BRITAIN has a credibility problem – and no, I’m not only talking about the government’s hypocritical and self-serving protectionist rhetoric on Cadbury. Yesterday’s inflation figures were even more damaging.
The consumer price index (CPI) rate jumped to 2.9 per cent from 1.9 per cent in November; when the Vat hikes kick in, inflation is bound to rise above 3 per cent, triggering a sixth explanatory letter from Bank of England Governor Mervyn King, as previously predicted in this space. Even worse, the retail price index excluding mortgage interest payments (RPIX) measure of inflation, formerly the official target, rose to 3.8 per cent – this would already have required a letter under the old rules.
We are not about to lurch into hyperinflationary territory, despite all quantitative easing and near-zero rates. But all prices are now going up together, at a faster rate than most forecasters had expected: consumer prices, house prices, commodity prices, equity prices and so on. This is a clear indication that monetary policy is too loose, especially given that the economy started growing again in the fourth quarter.
Investors will soon start to build in an inflation and bubble risk premium when dealing with the UK, further damaging what’s left of our international credibility. It is time to end quantitative easing and to hike interest rates – there is no time to lose.
MARKETS BEST DISCIPLINE OF ALL
Few people realise that the discipline exercised by real free markets tends to be much stricter than anything regulators ever muster. In 1840s America, before the introduction of government-provided deposit insurance, banks had a capital buffer in excess of 50 per cent of assets (they needed to reassure their depositors, who stood to lose everything, they would never go bust). High capital ratios were also the norm in 19th century Britain.
Following the onset of regulation – but prior to the savings and loan debacle of the 1980s – US commercial banks had a capital ratio of 7.0 per cent and savings and loan institutions a minimum of 5.0 per cent, according to the Cato Institute.

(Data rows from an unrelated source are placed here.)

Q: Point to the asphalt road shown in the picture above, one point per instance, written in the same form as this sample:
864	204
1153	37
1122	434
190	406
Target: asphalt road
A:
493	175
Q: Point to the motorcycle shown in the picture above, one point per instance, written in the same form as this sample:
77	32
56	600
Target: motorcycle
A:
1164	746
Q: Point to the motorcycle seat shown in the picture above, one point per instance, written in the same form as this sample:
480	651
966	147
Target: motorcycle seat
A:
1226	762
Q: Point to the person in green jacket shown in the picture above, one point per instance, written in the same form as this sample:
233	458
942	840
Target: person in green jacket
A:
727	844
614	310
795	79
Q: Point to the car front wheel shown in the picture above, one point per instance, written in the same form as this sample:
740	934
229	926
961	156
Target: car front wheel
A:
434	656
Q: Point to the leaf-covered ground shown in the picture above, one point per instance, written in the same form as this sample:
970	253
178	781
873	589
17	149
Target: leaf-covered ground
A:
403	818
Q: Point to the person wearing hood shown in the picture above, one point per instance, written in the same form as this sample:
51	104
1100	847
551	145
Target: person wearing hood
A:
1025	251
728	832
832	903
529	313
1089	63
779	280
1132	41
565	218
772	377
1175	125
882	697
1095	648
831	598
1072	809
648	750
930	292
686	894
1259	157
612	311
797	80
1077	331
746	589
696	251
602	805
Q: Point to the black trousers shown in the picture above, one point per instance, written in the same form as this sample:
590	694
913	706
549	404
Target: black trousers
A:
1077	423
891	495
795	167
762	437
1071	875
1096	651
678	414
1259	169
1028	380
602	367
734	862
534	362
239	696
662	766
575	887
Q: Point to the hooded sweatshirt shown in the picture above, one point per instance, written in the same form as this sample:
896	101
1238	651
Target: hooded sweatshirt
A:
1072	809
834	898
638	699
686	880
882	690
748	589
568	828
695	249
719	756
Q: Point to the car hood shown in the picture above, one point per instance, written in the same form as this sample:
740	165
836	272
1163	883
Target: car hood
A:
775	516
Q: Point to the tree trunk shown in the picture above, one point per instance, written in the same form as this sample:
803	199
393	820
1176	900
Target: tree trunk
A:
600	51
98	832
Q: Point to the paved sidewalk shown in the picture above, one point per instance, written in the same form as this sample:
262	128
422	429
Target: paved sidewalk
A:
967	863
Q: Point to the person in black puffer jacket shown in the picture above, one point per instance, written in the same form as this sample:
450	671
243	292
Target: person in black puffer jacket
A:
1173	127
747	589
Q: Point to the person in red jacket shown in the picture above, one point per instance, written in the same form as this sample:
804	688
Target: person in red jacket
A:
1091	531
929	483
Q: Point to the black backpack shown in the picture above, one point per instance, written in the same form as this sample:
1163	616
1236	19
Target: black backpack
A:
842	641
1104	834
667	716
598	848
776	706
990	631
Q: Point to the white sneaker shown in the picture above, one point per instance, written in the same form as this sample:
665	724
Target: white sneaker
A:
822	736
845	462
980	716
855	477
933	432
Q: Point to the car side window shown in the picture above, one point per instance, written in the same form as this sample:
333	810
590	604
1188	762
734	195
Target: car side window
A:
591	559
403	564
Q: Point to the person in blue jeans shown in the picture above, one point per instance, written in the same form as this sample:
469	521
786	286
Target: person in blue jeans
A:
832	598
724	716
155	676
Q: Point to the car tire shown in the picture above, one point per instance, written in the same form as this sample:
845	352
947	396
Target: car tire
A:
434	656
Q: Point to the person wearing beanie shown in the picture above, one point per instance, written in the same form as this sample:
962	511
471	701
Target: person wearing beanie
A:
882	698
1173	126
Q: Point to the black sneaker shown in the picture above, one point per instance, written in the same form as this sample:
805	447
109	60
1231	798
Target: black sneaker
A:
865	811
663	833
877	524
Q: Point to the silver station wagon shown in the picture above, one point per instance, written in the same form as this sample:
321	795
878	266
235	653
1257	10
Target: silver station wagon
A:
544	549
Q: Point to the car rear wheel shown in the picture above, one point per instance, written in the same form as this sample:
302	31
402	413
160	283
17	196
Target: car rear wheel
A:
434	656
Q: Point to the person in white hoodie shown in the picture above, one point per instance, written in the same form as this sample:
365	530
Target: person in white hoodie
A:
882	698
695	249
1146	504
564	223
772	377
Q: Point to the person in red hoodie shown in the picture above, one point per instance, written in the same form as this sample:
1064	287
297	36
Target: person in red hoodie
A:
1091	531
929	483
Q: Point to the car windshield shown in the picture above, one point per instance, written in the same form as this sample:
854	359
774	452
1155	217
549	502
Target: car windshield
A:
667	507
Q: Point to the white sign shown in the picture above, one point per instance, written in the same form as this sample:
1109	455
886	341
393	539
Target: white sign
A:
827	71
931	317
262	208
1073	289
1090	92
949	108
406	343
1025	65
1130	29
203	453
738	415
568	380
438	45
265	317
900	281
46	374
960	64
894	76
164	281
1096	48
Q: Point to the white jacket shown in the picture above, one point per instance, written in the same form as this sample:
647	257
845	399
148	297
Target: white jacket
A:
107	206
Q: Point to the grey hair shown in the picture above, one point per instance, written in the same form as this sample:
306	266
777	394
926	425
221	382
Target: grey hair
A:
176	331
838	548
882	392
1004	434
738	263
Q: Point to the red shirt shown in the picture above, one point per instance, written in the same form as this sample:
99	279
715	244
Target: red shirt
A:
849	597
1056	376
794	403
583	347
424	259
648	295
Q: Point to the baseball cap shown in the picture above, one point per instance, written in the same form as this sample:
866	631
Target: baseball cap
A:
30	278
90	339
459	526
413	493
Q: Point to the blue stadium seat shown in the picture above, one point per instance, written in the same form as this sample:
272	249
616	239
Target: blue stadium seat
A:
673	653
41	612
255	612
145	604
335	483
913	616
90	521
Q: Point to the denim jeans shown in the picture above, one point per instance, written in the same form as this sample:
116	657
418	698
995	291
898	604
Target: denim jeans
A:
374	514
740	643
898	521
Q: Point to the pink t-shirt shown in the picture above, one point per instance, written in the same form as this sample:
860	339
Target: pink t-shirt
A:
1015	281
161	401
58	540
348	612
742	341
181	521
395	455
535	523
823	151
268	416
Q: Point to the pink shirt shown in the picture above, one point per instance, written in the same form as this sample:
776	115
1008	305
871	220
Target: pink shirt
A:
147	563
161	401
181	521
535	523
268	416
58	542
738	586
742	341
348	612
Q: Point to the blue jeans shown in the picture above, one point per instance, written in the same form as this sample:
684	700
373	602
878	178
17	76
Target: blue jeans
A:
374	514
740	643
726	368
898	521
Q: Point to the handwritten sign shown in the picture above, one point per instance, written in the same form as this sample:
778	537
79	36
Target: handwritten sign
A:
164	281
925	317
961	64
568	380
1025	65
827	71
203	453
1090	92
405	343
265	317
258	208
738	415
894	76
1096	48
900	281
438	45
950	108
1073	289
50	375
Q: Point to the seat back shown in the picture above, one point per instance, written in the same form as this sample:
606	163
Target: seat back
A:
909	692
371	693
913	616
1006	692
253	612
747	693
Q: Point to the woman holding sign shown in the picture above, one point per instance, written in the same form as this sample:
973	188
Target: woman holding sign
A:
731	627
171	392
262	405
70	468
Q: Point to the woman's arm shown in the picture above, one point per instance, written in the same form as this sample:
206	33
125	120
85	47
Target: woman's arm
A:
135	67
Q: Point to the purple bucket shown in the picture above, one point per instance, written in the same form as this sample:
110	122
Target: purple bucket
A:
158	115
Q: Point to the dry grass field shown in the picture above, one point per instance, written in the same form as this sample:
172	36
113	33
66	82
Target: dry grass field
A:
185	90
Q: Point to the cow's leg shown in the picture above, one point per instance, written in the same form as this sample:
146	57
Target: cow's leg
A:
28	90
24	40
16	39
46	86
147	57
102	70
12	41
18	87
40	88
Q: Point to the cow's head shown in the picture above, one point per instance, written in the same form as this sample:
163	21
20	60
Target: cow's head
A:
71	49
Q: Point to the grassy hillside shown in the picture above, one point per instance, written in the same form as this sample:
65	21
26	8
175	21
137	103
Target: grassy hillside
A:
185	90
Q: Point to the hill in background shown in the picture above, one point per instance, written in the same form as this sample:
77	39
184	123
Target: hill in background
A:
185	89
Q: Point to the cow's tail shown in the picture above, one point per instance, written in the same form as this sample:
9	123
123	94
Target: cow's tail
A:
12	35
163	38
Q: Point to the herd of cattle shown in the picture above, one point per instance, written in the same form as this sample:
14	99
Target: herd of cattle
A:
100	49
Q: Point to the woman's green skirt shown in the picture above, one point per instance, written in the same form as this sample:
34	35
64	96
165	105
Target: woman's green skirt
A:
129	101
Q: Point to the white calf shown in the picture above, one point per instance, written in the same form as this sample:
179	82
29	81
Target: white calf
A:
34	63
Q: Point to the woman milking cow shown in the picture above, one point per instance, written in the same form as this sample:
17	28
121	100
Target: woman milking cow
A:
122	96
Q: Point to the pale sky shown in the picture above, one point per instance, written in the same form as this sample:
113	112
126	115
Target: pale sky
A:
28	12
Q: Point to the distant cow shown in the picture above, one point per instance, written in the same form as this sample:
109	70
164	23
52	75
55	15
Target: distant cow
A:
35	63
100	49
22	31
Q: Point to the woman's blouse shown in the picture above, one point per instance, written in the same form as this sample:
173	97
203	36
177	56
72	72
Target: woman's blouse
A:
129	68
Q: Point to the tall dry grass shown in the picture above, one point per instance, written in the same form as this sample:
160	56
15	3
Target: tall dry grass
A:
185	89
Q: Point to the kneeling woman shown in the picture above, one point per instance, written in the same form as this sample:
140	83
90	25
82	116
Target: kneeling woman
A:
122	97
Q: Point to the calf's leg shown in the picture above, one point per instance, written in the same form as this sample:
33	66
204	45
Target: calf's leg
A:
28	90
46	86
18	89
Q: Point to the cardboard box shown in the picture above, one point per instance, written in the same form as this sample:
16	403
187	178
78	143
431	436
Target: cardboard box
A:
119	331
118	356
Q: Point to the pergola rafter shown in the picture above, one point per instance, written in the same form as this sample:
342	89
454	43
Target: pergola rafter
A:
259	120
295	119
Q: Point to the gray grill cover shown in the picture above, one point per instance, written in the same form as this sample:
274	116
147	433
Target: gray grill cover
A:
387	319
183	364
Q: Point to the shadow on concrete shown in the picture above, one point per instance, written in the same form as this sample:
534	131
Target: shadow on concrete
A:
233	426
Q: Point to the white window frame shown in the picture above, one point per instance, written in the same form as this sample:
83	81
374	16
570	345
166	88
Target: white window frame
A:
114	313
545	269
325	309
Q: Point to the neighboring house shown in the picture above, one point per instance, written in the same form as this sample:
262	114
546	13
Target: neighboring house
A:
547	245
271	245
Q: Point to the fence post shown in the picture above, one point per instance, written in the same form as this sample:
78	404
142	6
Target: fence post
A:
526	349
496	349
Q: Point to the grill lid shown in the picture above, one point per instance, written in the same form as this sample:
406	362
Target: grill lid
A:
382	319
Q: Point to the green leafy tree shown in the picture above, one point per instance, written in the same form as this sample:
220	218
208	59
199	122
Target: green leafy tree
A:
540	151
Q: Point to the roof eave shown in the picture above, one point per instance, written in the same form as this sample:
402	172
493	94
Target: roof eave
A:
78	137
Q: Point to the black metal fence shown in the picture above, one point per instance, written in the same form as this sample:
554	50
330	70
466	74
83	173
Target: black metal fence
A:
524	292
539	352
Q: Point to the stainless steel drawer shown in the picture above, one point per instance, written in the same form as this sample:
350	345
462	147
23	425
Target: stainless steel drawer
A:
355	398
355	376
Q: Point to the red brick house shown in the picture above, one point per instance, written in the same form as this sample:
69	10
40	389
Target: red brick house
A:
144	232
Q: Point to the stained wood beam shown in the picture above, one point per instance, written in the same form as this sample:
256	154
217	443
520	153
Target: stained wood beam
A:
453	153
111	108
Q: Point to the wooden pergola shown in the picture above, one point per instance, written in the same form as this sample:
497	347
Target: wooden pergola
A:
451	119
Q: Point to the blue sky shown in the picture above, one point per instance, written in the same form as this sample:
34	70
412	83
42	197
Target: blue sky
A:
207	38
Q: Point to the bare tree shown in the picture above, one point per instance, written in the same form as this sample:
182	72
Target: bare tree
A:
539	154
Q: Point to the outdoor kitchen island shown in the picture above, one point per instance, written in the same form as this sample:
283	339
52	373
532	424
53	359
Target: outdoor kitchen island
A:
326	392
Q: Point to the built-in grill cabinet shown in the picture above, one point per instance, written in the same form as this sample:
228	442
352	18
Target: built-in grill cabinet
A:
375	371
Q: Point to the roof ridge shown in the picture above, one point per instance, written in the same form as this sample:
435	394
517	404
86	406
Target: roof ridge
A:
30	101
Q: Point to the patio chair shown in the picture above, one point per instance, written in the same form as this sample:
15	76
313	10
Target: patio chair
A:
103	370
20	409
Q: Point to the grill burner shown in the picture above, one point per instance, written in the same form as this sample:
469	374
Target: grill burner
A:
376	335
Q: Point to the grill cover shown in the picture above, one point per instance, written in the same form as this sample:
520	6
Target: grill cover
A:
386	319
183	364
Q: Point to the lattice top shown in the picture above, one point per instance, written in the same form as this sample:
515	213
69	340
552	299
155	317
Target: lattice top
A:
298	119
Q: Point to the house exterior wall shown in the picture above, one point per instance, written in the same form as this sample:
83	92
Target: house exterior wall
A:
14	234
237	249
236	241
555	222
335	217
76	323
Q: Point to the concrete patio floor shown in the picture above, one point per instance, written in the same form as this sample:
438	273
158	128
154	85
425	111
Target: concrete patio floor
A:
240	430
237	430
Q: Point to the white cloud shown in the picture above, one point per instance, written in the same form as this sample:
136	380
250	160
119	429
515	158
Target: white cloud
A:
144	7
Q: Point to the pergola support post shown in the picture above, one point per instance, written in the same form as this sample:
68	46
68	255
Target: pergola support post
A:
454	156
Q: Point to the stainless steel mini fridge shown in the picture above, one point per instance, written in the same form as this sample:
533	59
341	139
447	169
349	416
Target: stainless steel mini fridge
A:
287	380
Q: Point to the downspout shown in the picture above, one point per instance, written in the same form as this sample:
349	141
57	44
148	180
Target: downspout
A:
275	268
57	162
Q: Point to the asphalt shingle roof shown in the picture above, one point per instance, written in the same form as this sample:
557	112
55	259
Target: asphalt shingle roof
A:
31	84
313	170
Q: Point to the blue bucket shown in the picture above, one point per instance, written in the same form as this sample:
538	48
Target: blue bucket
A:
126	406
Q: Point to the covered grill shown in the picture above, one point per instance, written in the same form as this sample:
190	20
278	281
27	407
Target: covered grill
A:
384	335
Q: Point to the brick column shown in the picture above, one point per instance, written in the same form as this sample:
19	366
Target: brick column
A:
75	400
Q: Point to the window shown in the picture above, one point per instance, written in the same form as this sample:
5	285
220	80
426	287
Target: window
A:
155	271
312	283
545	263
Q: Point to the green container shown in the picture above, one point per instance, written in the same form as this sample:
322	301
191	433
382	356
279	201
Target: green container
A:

On the face of it, the Basel I international standards, adopted in 1988, were tough. They put the base ratio at 8.0 per cent – but this varied depending on the class of asset. Banks needed only 4 percent for mortgages and 1.6 per cent for AAA-rated asset-backed securities. Basel II reduced the capital set aside for mortgages to 2.8 per cent and decreed that AAA tranches of a collateralised debt obligation funded by mortgages would be 0.56 per cent. Basel III’s final proposals will be more realistic, one must hope.
Remember that next time someone tells you that there were no international banking rules before the crisis. There were plenty – yet they actually promoted more riskiness than would have been the case in a free market. Ultimately, there is only one kind of pressure that works: the fear of total failure, of going bankrupt and of being wiped out. That is why all of this talk of too big to fail is nonsensical. It must be replaced instead with a system where even the biggest banks can be wound down in the event of insolvency. Forget about super-taxes or global insurance levies: we need new bankruptcy and resolution laws as well as living wills of the sort the government and others are working on. It sounds boring but it is crucial to the City’s long-term soundness.